I just received a political flyer in the mail from a clown named Gibran Rivera who was apparently running for Boston City Council. Forget economic illiteracy, this guy may be illiterate in general. Read this passage from his website:

We are running this campaign as an organizing campaign and see that as the only way to truly engage with people in a meaningful way. A campaign based in organizing can help to build our society rather than just get someone elected and then outsource your political responsibility to that elected official. Running an organizing campaign means that when Gibrán is elected, he will be accountable to people in a real way.

So in three profound sentences we have 4 campaign’s, 3 organizing’s, and both a “meaningful way” and a “real way”. And what the heck exactly is an “organizing campaign”? It may have been third grade where I was taught not to define a word with that same word.

His flyer is also an affront to the standards of English grammar. In it he kept using the word community over and over again. I went back, counted them, and came up with exactly 14 usages of community in a very terse pamphlet. Not only that, I counted 17 more communidad’s as well!!!

With far too many Gibran Rivera’s in our political farm leagues, it is no wonder that we end up the abomination that is our Congress. Gibran can’t so much as pen a coherent paragraph and so I doubt he’ll ever be able to comprehend the negative consequences of taxing “windfall” profits.

Tuesday, November 01, 2005

Boston - The Case Study in "Money Isn't Everything"

What do these three high profilers have in common?

They all left big money on the table so they could leave Boston.

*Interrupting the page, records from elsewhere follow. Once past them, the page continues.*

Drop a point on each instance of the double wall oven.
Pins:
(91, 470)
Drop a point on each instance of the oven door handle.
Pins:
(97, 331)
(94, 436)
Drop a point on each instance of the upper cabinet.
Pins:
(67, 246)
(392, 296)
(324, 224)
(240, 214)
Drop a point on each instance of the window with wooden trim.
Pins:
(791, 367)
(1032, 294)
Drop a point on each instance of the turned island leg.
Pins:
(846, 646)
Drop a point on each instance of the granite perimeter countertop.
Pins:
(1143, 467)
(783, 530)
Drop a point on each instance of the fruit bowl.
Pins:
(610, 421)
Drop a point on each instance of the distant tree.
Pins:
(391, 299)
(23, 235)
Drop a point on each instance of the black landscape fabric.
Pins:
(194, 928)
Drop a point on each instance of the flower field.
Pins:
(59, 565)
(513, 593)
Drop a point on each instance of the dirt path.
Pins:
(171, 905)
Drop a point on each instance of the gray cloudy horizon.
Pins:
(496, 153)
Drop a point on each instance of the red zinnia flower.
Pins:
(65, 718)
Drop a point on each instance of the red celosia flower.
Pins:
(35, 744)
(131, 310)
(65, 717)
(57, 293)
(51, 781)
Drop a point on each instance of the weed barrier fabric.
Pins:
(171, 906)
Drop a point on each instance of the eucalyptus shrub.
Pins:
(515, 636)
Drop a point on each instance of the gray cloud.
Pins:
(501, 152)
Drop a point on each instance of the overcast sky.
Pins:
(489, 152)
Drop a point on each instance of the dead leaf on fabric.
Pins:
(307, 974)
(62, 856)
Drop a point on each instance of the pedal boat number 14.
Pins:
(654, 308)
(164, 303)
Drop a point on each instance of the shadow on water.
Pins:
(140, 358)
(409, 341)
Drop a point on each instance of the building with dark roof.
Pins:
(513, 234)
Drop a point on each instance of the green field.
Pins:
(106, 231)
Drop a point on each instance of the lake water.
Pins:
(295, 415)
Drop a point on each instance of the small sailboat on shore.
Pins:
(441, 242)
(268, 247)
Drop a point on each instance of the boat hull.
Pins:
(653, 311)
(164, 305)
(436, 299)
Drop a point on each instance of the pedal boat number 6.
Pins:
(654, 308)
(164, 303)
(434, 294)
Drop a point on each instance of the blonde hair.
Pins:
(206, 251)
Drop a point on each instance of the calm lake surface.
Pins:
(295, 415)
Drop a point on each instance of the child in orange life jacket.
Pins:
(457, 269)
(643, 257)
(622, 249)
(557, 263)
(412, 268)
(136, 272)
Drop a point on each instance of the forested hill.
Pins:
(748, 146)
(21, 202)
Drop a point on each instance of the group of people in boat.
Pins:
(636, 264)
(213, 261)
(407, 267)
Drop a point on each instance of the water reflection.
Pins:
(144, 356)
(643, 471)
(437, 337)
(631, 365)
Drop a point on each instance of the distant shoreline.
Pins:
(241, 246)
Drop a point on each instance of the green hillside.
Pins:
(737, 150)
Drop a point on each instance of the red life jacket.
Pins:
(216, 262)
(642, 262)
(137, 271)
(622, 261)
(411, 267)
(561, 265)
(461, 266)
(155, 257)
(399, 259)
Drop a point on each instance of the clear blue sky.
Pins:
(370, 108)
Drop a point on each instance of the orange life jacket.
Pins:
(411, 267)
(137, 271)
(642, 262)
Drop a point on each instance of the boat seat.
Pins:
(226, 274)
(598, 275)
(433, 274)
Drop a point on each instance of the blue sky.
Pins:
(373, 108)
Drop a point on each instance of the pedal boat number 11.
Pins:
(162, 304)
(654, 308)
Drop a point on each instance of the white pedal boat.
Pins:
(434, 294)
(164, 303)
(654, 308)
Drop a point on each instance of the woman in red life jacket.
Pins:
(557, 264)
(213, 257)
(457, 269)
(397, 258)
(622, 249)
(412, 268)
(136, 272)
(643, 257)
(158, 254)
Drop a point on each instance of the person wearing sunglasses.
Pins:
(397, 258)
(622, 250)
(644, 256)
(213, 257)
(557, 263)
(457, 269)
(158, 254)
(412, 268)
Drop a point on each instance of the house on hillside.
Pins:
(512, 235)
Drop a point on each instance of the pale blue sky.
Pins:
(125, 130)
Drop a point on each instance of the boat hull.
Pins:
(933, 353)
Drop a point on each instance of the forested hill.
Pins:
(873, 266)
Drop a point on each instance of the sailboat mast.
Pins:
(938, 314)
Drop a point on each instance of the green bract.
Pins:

Rick Pitino walked away from $20 million in guaranteed money. (The biggest dollar walkaway in sports by a country mile.)

Nomar Garciaparra turned down a $60 million contract. (And subsequently had to accept an $8 million one.)

And yesterday, boy wonder Theo Epstein turned down $4.5 million to continue his dream job of running the Red Sox.

With Theo, sure enough the New York Times was involved. Remember the Times owns the Boston Globe and also part of the Red Sox. Theo was pissed about a Globe article they ran on him during "closed door" contract negotiations. From and the Lowell Sun,

He then goes to say how Epstein was leaning towards accepting the contract offered him by the Red Sox, but that something changed his mind:

But then, shortly after waking up around 7 a.m., an article in The Boston Globe was brought to Epstein's attention. The piece struck a chord for Theo, not only because of the content (much of which defended Lucchino while diminishing Epstein's stature within the organization), but also because of how familiar the verbiage sounded. Many of it was all too familiar to words uttered by Lucchino to his general manager earlier in the week.

The only redeeming quality of Boston is the school system - that is why people of all income levels are fleeing.